De heer Dijkgraaf (SGP): Ik sluit mij bij de vorige spreker aan.

De heer Koopmans (CDA): Er bestaat een buitengewoon nauwe samenhang tussen beide debatten. Iedereen die dit ontkent, wens ik veel succes. Ik wil het dus allemaal in het natuurdebat bespreken.

De voorzitter: Die variant had ik niet aangeboden.

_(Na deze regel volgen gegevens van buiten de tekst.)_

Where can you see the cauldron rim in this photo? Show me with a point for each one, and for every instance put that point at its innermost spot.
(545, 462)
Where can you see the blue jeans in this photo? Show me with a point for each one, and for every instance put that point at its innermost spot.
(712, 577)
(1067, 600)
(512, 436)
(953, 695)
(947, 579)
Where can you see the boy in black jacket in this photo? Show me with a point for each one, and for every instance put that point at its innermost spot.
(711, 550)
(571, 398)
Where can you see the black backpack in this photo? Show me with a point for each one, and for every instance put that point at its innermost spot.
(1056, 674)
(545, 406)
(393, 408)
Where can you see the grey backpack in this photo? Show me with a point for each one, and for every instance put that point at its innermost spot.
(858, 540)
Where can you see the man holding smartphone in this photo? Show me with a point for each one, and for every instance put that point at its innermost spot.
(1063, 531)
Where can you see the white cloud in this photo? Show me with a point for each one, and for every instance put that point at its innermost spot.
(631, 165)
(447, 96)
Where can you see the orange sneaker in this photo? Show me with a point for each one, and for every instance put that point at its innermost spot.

Ik begrijp dat de heer Koopmans geen behoefte heeft aan een VAO. Dat kan.

De heer Grashoff (GroenLinks): Ik heb wel behoefte aan een VAO en wat ons betreft wordt dat na het debat over het natuurakkoord gehouden.

De heer Van Gerven (SP): Ik wil een VAO na het reces.

Mevrouw Wiegman-van Meppelen Scheppink (ChristenUnie): Ook ik wil een VAO na het debat. Ik denk dat dit na het reces zal zijn.

Mevrouw Jacobi (PvdA): Ik wil een VAO PAS na het debat over het natuurakkoord en na het reces.

Mevrouw Ouwehand (PvdD): Ik zal geen opmerkingen maken over de houdbaarheidsdatum van de staatssecretaris, maar het lijkt mij een goed idee om het VAO na het reces te houden.

De voorzitter: Ik constateer dat een heel ruime meerderheid van de commissie een voorkeur heeft voor een VAO na het reces.

Staatssecretaris Bleker: Dat weekje extra heb ik toch maar gekregen!

De voorzitter: Ik dank iedereen op de publieke tribune voor zijn belangstelling en sluit de vergadering.


X Noot
1

Samenstelling:

Leden: Dijksma (PvdA), Snijder-Hazelhoff (VVD), Koopmans (CDA), Van der Ham (D66), voorzitter, Smeets (PvdA), Samsom (PvdA), Paulus Jansen (SP), ondervoorzitter, Jacobi (PvdA), Koppejan (CDA), Graus (PVV), Ouwehand (PvdD), Gesthuizen (SP), Wiegman-van Meppelen Scheppink (ChristenUnie), Van Tongeren (GroenLinks), Ziengs (VVD), Braakhuis (GroenLinks), Gerbrands (PVV), Lodders (VVD), Van Vliet (PVV), Dijkgraaf (SGP), Schaart (VVD), Verhoeven (D66), Van der Werf (CDA) en Hilkens (PvdA).

Plv. leden: Jadnanansing (PvdA), Elias (VVD), Blanksma-van den Heuvel (PvdA), Koolmees (D66), Dikkers (PvdA), Dekken (PvdA), Irrgang (SP), Groot (PvdA), Holtackers (CDA), Tony van Dijck (PVV), Ouwehand (PvdD), Van Gerven (SP), Hazekamp (PvdD), Schouten (ChristenUnie), Van Gent (GroenLinks), Leegte (VVD), Grashoff (GroenLinks), De Mos (PVV), Taverne (VVD), Van Bemmel (PVV), Van der Staaij (SGP), Houwers (VVD), Van Veldhoven (D66) en Ormel (CDA).

X Noot
2

Samenstelling:

Leden: Van Gent (GroenLinks), Snijder-Hazelhoff (VVD), voorzitter, Slob (ChristenUnie), Haverkamp (CDA), Aptroot (VVD), Samsom (PvdA), Paulus Jansen (SP), Graus (PVV), Ouwehand (PvdD), De Rouwe (CDA), Kuiken (PvdA), Bashir (SP), De Mos (PVV), Van Tongeren (GroenLinks), Monasch (PvdA), Van Dekken (PvdA), Dijkgraaf (SGP), Van Veldhoven (D66), Koolmees (D66), ondervoorzitter, De Jong (PVV), Leegte (VVD), De Caluwé (VVD) en Holtackers (CDA).

Plv. leden: Braakhuis (GroenLinks), Houwers (VVD), Wiegman-van Meppelen Scheppink (ChristenUnie), Koopmans (CDA), Lucas (VVD), Smeets (PvdA), Van Gerven (SP), Bontes (PVV), Hazekamp (PvdD), Van Bochove (CDA), Groot (PvdA), Ulenbelt (SP), Agema (PVV), El Fassed (GroenLinks), Dikkers (PvdA), Jacobi (PvdA), Van der Staaij (SGP), Van der Ham (D66), Verhoeven (D66), Van Bemmel (PVV), Lodders (VVD), De Boer (VVD) en Van der Werf (CDA).